The basalts were derived from a depleted mantle source. The high Ba and Pb in some basalt samples might be indicative of a metasomatised source but several observations show that these intrusions were not formed as part of an arc magmatic system above an actively dewatering slab. First, there is not a uniform decoupling of large ion lithophile elements (Ba) from high field strength elements (Nb, Zr); some basalt and even some rhyolite samples have low Ba/Nb, Ba/Zr, and Pb/Zr ratios in the range of MORB. Also, the basalt-basaltic andesites range to higher TiO2 than is typical for arc rocks (>1.5%). Finally, the intrusions were emplaced in a near-trench setting (within a remnant forearc basin) during a hiatus in nearby arc magmatism.

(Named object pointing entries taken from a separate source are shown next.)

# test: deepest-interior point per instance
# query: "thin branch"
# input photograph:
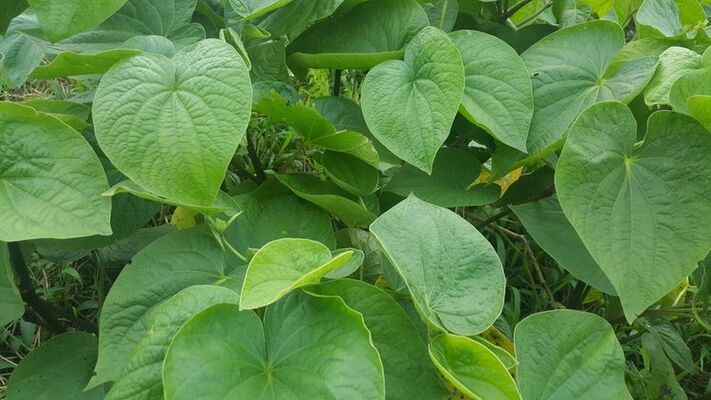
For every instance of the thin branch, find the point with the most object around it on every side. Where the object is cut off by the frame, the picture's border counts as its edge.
(336, 83)
(50, 315)
(28, 293)
(252, 152)
(531, 255)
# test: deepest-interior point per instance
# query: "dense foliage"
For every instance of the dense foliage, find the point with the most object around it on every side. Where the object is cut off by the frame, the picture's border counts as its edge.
(355, 199)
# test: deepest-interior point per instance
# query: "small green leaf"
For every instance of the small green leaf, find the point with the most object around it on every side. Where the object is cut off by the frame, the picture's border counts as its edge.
(269, 215)
(472, 368)
(328, 196)
(50, 180)
(350, 173)
(284, 265)
(497, 92)
(450, 184)
(408, 371)
(142, 376)
(694, 83)
(644, 216)
(670, 18)
(74, 64)
(673, 64)
(163, 268)
(59, 369)
(566, 354)
(700, 108)
(452, 271)
(410, 105)
(370, 33)
(19, 55)
(173, 125)
(252, 9)
(305, 347)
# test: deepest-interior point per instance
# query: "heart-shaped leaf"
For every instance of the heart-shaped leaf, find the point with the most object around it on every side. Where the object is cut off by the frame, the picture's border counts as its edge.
(643, 215)
(408, 371)
(370, 33)
(674, 63)
(284, 265)
(450, 185)
(497, 91)
(162, 269)
(410, 105)
(305, 347)
(472, 368)
(452, 271)
(142, 376)
(328, 196)
(61, 19)
(50, 179)
(700, 108)
(545, 222)
(693, 83)
(59, 369)
(173, 125)
(269, 214)
(566, 354)
(570, 71)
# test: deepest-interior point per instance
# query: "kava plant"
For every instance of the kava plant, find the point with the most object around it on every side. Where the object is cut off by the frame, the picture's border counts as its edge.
(355, 199)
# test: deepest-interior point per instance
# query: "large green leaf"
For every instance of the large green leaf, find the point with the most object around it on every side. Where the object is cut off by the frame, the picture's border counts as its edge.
(450, 184)
(350, 173)
(452, 271)
(370, 33)
(545, 222)
(497, 91)
(11, 305)
(19, 55)
(410, 105)
(268, 216)
(568, 354)
(442, 13)
(694, 83)
(472, 368)
(570, 71)
(61, 19)
(50, 179)
(142, 376)
(700, 108)
(643, 215)
(306, 347)
(59, 369)
(251, 9)
(673, 64)
(295, 17)
(670, 18)
(9, 10)
(73, 64)
(409, 374)
(345, 114)
(317, 130)
(284, 265)
(162, 269)
(328, 196)
(173, 125)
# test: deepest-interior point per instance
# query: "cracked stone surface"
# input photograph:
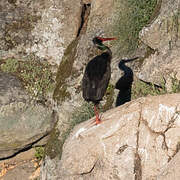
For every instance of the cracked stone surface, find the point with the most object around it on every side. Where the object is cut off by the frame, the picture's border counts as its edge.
(23, 121)
(44, 28)
(134, 141)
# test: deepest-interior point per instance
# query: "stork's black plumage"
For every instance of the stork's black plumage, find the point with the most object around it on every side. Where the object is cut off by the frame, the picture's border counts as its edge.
(97, 74)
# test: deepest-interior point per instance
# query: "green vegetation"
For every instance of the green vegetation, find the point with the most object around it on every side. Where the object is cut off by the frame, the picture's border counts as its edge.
(54, 145)
(35, 75)
(132, 16)
(40, 153)
(175, 85)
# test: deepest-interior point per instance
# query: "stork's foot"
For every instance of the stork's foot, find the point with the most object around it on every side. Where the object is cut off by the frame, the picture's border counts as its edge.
(98, 121)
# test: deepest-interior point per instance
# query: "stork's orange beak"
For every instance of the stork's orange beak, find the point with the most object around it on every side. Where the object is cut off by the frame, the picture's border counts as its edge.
(106, 39)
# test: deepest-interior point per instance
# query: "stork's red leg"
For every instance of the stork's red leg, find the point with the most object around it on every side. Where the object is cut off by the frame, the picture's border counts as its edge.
(98, 120)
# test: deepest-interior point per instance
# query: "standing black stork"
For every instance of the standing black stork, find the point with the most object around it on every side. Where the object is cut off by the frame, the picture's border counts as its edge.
(97, 75)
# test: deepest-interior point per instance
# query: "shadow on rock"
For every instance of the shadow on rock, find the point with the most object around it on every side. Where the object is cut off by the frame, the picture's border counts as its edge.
(124, 84)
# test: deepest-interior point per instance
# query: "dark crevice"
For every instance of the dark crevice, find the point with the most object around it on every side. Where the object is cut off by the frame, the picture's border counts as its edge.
(26, 148)
(137, 158)
(84, 17)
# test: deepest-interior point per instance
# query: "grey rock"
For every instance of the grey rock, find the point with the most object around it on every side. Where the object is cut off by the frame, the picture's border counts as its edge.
(23, 122)
(43, 28)
(163, 36)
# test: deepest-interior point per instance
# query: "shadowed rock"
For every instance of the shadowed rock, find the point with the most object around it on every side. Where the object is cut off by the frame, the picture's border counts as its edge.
(22, 122)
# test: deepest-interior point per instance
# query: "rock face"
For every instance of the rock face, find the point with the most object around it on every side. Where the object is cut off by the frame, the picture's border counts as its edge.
(171, 171)
(22, 122)
(38, 27)
(134, 141)
(163, 36)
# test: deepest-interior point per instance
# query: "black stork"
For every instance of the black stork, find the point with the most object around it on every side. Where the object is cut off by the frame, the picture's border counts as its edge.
(97, 75)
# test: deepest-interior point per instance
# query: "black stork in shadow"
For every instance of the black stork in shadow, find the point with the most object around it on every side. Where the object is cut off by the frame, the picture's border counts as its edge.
(97, 75)
(124, 84)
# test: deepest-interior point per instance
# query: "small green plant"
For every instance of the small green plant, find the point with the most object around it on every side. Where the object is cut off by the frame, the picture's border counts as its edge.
(40, 153)
(11, 65)
(175, 85)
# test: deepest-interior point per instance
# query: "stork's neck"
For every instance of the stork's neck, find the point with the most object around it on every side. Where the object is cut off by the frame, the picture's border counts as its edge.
(105, 49)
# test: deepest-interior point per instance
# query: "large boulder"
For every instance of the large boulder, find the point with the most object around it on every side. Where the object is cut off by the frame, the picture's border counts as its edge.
(23, 122)
(44, 28)
(162, 35)
(134, 141)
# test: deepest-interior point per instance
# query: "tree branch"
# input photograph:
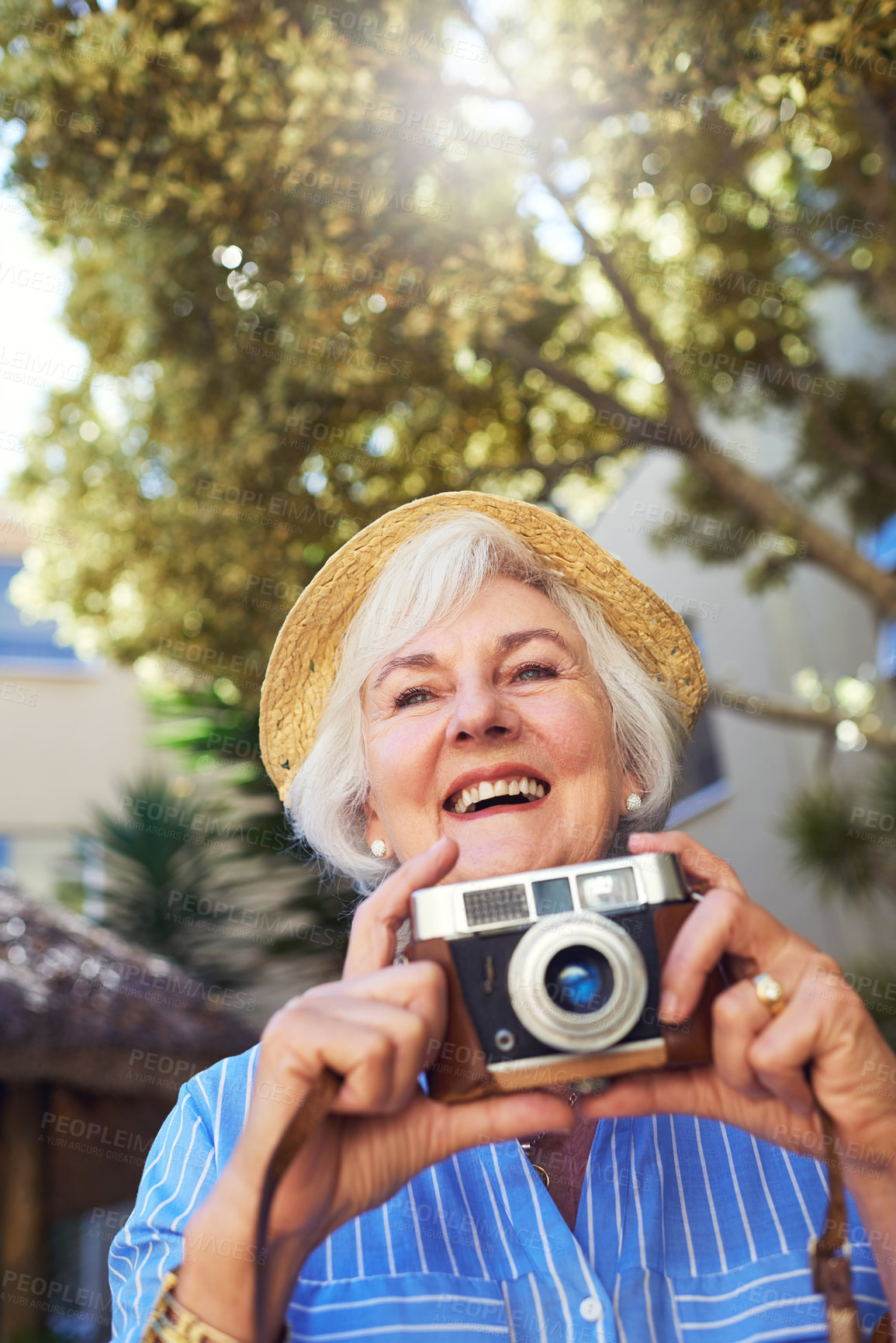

One hypothesis for the Matanuska Valley intrusions is that their magmas were derived from a slab window that formed during Late Paleocene spreading ridge subduction beneath southern Alaska. The parental magmas could have originated from suboceanic depleted mantle and became contaminated with fluid-mobile elements (Ba, Pb) from forearc crustal rocks. There is, however, a difference between the timing of ridge subduction (~55 Ma) and available ages of the intrusions (~46 Ma). This difference could indicate that the parental magmas resided beneath southern Alaska for ~10 Ma before emplacement or could indicate that the slab window was not the source for the intrusions. Our goal is to understand the origin of the Matanuska Valley intrusions and to use these intrusions to help test various tectonic models for southern Alaska.